Lula recebeu a faixa presidencial das mãos de uma mulher negra. Emocionado, Lula vestiu a faixa e acenou aos presentes na Praça dos Três Poderes, repleta de apoiadores. Ele foi ovacionado no salão Nobre do Planalto.(Foto:© Getty Images)
Lula sobe a rampa do Palácio e recebe faixa presidencial das mãos de mulher negra

O presidente Luiz Inácio Lula da Silva (PT) subiu a rampa do Palácio do Planalto neste domingo, 1º, acompanhado por cidadãos que representam “a riqueza e a diversidade do povo brasileiro”, como afirmou o cerimonial da posse. Além disso, também levou em uma coleira a cachorra Resistência, adotada por ele e pela primeira-dama, Rosângela da Silva, a Janja, no período em que ele esteve preso em Curitiba.

Lula recebeu a faixa presidencial das mãos de uma mulher negra. Emocionado, Lula vestiu a faixa e acenou aos presentes na Praça dos Três Poderes, repleta de apoiadores.

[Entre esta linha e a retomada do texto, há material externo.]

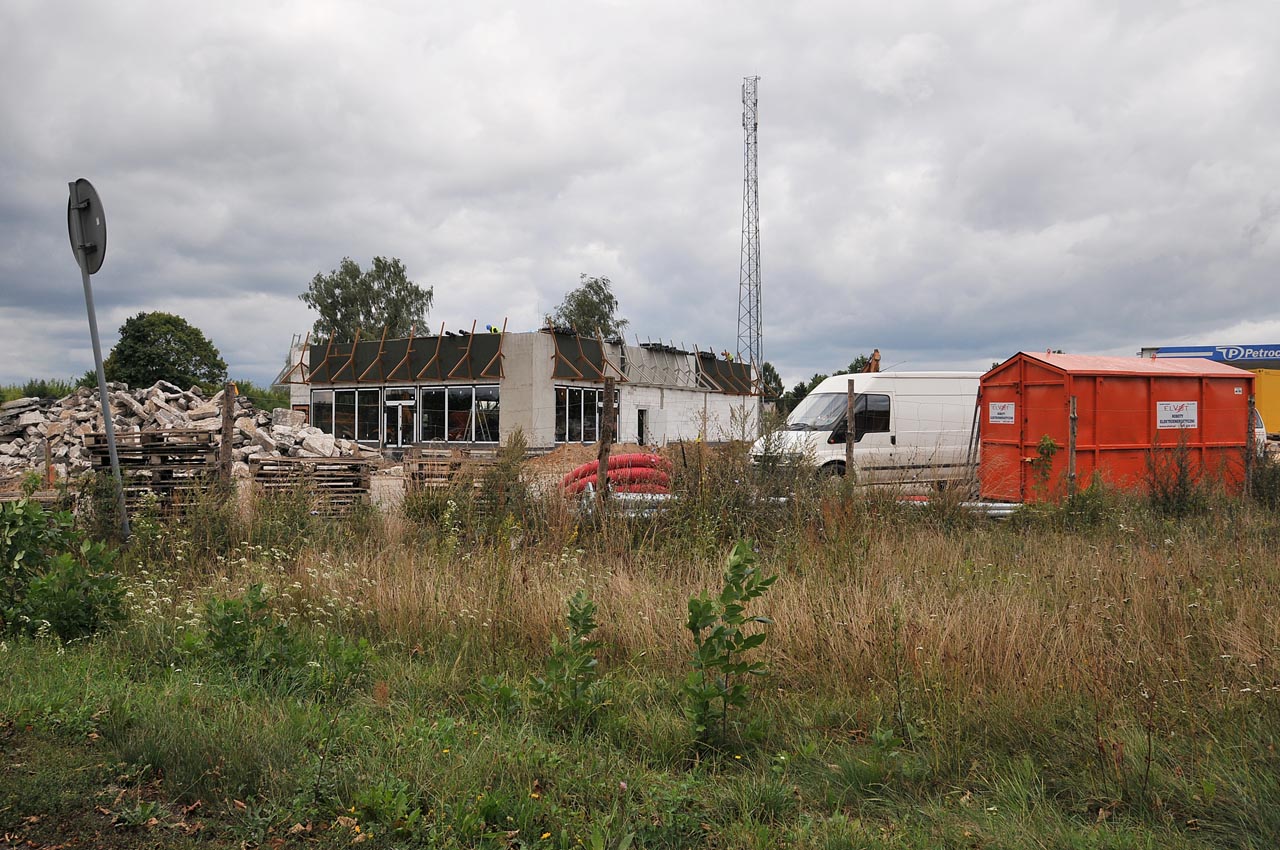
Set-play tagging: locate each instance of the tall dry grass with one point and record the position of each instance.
(1184, 613)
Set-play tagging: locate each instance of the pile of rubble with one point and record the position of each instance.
(35, 429)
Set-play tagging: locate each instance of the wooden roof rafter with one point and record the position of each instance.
(328, 350)
(557, 355)
(301, 368)
(497, 357)
(581, 356)
(351, 361)
(466, 355)
(435, 356)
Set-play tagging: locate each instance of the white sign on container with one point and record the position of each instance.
(1176, 415)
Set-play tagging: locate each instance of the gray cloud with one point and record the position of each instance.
(947, 182)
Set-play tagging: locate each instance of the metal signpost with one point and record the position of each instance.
(86, 224)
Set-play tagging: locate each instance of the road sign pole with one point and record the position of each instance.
(82, 260)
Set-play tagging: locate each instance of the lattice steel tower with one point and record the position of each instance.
(749, 282)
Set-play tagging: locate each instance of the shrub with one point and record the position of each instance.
(1265, 481)
(53, 579)
(718, 679)
(570, 690)
(1173, 487)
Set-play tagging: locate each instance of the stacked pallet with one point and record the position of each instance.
(336, 485)
(443, 469)
(159, 462)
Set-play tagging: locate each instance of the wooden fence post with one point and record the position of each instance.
(849, 430)
(224, 448)
(607, 428)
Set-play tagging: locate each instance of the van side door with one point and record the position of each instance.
(874, 451)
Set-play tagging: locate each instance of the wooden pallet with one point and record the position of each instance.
(439, 469)
(161, 462)
(336, 484)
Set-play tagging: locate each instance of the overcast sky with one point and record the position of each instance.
(947, 181)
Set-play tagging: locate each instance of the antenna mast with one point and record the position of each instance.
(749, 282)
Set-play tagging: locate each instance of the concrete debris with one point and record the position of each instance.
(30, 426)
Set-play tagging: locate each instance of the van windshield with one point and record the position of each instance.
(818, 412)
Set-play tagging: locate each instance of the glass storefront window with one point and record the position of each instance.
(561, 412)
(321, 410)
(590, 415)
(344, 414)
(369, 415)
(433, 414)
(460, 412)
(579, 414)
(487, 414)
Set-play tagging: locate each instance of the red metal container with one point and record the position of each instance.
(1130, 414)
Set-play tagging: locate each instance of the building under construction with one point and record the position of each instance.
(476, 388)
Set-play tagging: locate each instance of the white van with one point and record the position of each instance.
(909, 428)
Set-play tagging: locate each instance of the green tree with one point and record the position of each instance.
(374, 300)
(589, 309)
(160, 346)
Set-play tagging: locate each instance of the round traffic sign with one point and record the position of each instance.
(83, 204)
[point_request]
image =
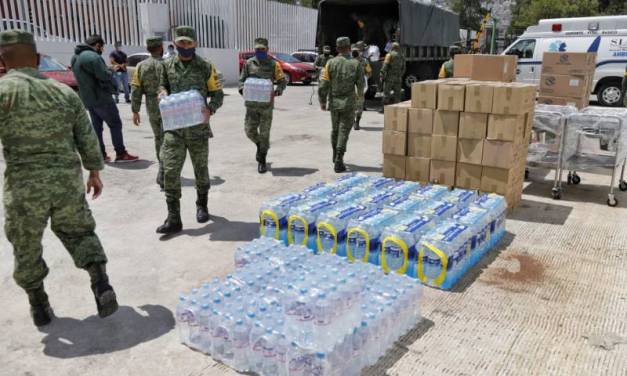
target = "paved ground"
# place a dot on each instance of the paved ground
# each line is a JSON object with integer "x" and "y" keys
{"x": 541, "y": 304}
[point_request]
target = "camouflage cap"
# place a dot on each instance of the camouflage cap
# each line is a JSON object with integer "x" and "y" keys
{"x": 185, "y": 33}
{"x": 152, "y": 42}
{"x": 10, "y": 37}
{"x": 343, "y": 42}
{"x": 261, "y": 43}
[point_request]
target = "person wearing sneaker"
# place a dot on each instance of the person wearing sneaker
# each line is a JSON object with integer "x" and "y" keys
{"x": 183, "y": 72}
{"x": 95, "y": 86}
{"x": 46, "y": 138}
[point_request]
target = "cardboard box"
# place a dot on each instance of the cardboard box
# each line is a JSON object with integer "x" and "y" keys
{"x": 558, "y": 85}
{"x": 394, "y": 143}
{"x": 451, "y": 96}
{"x": 473, "y": 126}
{"x": 486, "y": 67}
{"x": 479, "y": 98}
{"x": 420, "y": 120}
{"x": 470, "y": 151}
{"x": 506, "y": 127}
{"x": 394, "y": 166}
{"x": 395, "y": 117}
{"x": 446, "y": 123}
{"x": 569, "y": 63}
{"x": 468, "y": 176}
{"x": 425, "y": 94}
{"x": 576, "y": 102}
{"x": 417, "y": 169}
{"x": 513, "y": 99}
{"x": 442, "y": 172}
{"x": 444, "y": 148}
{"x": 418, "y": 145}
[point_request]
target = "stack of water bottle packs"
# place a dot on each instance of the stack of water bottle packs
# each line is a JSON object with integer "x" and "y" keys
{"x": 287, "y": 311}
{"x": 424, "y": 231}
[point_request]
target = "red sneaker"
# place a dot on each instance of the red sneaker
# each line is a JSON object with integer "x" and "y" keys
{"x": 126, "y": 157}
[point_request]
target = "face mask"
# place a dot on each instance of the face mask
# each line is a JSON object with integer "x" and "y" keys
{"x": 186, "y": 52}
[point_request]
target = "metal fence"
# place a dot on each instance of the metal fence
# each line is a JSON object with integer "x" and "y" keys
{"x": 229, "y": 24}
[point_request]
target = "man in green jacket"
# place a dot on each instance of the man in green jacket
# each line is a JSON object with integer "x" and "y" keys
{"x": 95, "y": 87}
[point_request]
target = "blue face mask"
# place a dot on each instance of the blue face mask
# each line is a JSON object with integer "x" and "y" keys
{"x": 186, "y": 52}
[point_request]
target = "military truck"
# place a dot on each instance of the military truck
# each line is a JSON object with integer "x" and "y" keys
{"x": 424, "y": 31}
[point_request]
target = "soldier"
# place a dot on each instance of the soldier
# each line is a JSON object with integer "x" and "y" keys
{"x": 44, "y": 131}
{"x": 259, "y": 115}
{"x": 183, "y": 72}
{"x": 358, "y": 50}
{"x": 146, "y": 82}
{"x": 392, "y": 75}
{"x": 340, "y": 78}
{"x": 446, "y": 71}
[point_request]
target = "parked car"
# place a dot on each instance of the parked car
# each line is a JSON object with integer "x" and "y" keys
{"x": 51, "y": 68}
{"x": 296, "y": 70}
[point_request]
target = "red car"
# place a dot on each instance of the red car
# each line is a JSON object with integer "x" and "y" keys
{"x": 296, "y": 70}
{"x": 51, "y": 68}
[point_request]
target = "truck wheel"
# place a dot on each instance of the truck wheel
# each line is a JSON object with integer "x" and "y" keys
{"x": 610, "y": 94}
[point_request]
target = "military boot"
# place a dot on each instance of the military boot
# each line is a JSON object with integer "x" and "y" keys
{"x": 202, "y": 212}
{"x": 40, "y": 310}
{"x": 173, "y": 223}
{"x": 106, "y": 301}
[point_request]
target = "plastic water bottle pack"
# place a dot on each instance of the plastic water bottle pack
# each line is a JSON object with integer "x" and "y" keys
{"x": 182, "y": 110}
{"x": 287, "y": 311}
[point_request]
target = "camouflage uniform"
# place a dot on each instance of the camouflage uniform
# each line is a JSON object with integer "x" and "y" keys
{"x": 392, "y": 75}
{"x": 178, "y": 76}
{"x": 145, "y": 81}
{"x": 340, "y": 78}
{"x": 259, "y": 115}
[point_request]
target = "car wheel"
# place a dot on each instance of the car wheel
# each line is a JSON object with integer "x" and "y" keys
{"x": 610, "y": 94}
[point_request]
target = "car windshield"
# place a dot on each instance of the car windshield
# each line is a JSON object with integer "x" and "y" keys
{"x": 286, "y": 58}
{"x": 48, "y": 64}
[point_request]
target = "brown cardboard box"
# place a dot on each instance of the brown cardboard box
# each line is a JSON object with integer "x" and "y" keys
{"x": 394, "y": 166}
{"x": 417, "y": 169}
{"x": 444, "y": 148}
{"x": 506, "y": 127}
{"x": 424, "y": 94}
{"x": 395, "y": 117}
{"x": 468, "y": 176}
{"x": 501, "y": 154}
{"x": 486, "y": 67}
{"x": 473, "y": 125}
{"x": 419, "y": 145}
{"x": 470, "y": 151}
{"x": 576, "y": 102}
{"x": 446, "y": 123}
{"x": 479, "y": 97}
{"x": 442, "y": 172}
{"x": 557, "y": 85}
{"x": 420, "y": 120}
{"x": 569, "y": 63}
{"x": 394, "y": 142}
{"x": 513, "y": 99}
{"x": 451, "y": 96}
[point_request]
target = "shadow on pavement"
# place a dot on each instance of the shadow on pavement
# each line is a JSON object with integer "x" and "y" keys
{"x": 71, "y": 338}
{"x": 399, "y": 349}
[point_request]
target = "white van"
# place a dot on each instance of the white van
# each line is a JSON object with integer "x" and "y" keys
{"x": 607, "y": 36}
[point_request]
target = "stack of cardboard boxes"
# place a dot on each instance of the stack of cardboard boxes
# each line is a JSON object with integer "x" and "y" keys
{"x": 567, "y": 78}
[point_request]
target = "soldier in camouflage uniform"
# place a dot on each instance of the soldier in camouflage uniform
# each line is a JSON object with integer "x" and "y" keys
{"x": 44, "y": 130}
{"x": 392, "y": 75}
{"x": 259, "y": 115}
{"x": 183, "y": 72}
{"x": 145, "y": 81}
{"x": 358, "y": 50}
{"x": 340, "y": 78}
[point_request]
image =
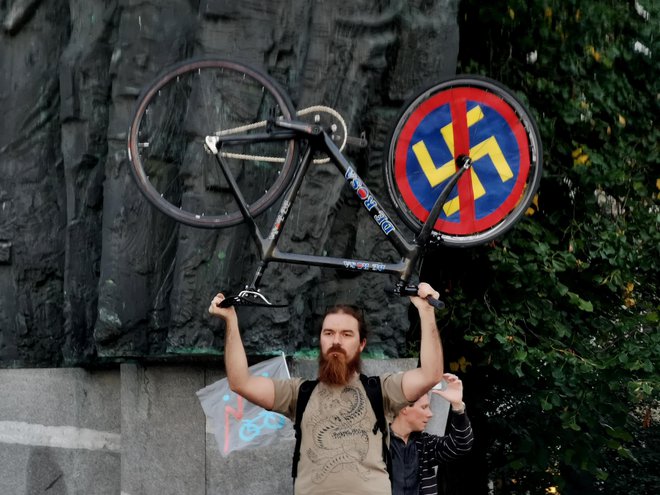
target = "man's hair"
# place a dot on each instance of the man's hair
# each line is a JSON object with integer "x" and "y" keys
{"x": 353, "y": 311}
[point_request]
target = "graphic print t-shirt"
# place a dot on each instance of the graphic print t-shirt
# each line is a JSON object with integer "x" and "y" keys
{"x": 339, "y": 452}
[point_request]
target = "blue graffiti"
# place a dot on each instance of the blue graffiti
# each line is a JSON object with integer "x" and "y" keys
{"x": 251, "y": 428}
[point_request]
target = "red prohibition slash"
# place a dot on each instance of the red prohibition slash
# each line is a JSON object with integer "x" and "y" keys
{"x": 457, "y": 99}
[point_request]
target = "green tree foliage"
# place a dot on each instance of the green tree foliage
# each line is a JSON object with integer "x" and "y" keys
{"x": 565, "y": 332}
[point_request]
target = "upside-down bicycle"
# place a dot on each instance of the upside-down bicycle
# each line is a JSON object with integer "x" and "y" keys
{"x": 214, "y": 143}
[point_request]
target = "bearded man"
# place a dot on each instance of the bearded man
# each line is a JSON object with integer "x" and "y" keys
{"x": 341, "y": 452}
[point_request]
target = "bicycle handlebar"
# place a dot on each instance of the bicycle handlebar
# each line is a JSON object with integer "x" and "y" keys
{"x": 411, "y": 290}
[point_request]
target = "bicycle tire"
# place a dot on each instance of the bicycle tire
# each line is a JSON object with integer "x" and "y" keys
{"x": 474, "y": 116}
{"x": 169, "y": 160}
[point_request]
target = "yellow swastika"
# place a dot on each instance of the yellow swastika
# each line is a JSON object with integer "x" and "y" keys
{"x": 437, "y": 175}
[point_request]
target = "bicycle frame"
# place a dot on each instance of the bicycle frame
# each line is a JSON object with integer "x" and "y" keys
{"x": 319, "y": 140}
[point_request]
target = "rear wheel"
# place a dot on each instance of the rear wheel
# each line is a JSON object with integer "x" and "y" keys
{"x": 166, "y": 142}
{"x": 479, "y": 118}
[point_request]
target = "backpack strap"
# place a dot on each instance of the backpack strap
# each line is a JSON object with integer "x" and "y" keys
{"x": 304, "y": 393}
{"x": 371, "y": 385}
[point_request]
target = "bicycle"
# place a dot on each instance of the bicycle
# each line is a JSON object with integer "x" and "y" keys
{"x": 214, "y": 143}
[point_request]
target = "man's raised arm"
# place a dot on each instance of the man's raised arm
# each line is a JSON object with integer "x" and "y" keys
{"x": 419, "y": 380}
{"x": 257, "y": 389}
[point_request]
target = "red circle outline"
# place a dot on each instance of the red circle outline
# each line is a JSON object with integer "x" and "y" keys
{"x": 450, "y": 96}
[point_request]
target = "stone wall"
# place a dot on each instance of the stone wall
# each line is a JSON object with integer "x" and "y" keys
{"x": 131, "y": 429}
{"x": 86, "y": 275}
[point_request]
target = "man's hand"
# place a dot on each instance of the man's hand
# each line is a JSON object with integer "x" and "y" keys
{"x": 216, "y": 310}
{"x": 424, "y": 290}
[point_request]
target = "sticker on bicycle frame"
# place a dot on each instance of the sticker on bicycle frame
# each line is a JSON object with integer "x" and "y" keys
{"x": 462, "y": 121}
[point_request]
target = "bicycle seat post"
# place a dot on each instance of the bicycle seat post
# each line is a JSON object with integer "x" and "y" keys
{"x": 464, "y": 163}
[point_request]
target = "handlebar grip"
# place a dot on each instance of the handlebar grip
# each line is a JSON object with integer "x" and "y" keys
{"x": 411, "y": 290}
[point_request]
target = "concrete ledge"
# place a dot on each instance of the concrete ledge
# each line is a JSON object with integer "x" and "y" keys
{"x": 134, "y": 430}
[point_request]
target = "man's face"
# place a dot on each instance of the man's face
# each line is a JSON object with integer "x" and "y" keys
{"x": 340, "y": 334}
{"x": 340, "y": 349}
{"x": 419, "y": 413}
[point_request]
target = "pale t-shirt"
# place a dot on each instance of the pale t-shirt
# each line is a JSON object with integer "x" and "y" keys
{"x": 339, "y": 452}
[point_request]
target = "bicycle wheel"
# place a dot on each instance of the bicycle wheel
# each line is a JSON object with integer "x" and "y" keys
{"x": 479, "y": 118}
{"x": 166, "y": 142}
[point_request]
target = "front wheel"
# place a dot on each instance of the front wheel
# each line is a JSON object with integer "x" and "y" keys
{"x": 471, "y": 116}
{"x": 166, "y": 142}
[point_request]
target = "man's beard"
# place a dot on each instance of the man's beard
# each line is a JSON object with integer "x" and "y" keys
{"x": 336, "y": 370}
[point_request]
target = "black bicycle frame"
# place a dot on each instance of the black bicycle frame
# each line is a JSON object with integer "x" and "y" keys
{"x": 319, "y": 140}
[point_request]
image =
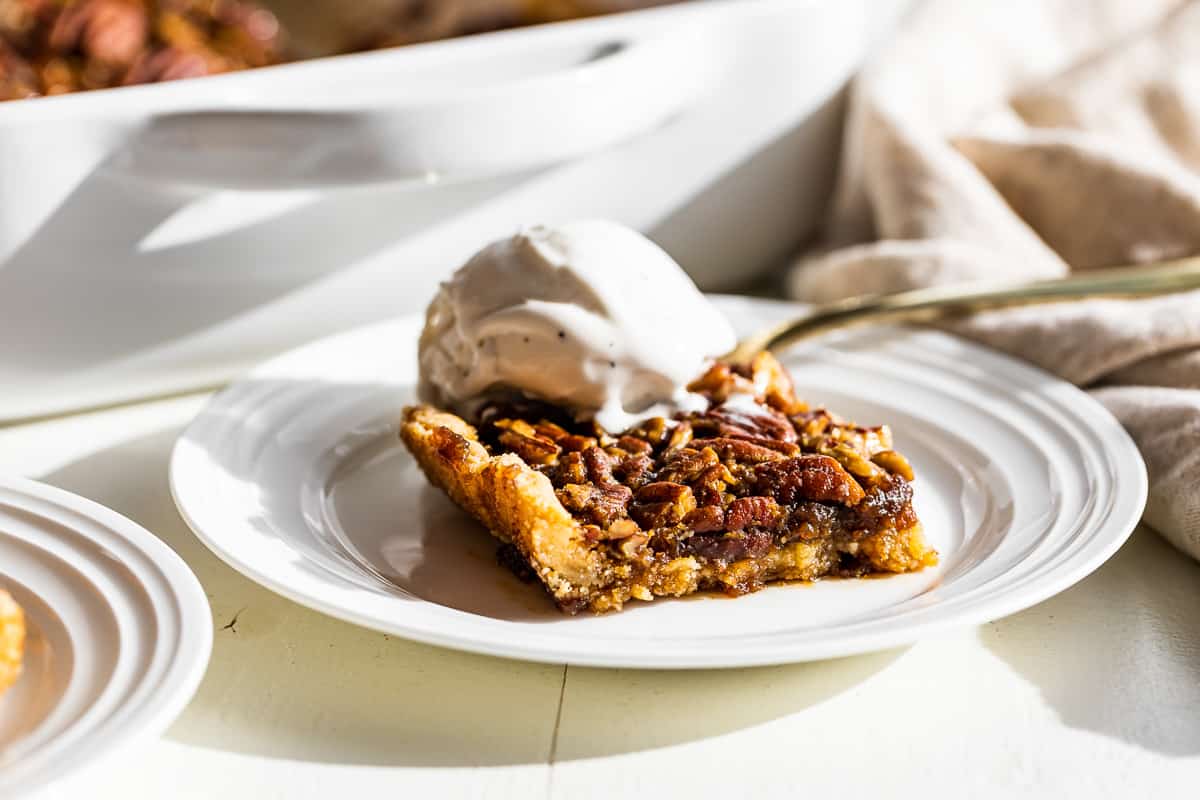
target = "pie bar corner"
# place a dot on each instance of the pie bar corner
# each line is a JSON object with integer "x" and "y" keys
{"x": 756, "y": 487}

Ele foi ovacionado no salão Nobre do Planalto.

O presidente subiu a rampa acompanhado de representantes de diferentes grupos sociais, como o cacique Raoni, além de uma criança e uma pessoa portadora de deficiência física.

No rito de posse dos presidentes, o mandatário que assume o cargo recebe a faixa das mãos do antecessor. Entretanto, o ex-presidente Jair Bolsonaro (PL) deixou o País às vésperas da posse de Lula para não passar-lhe a faixa presidencial.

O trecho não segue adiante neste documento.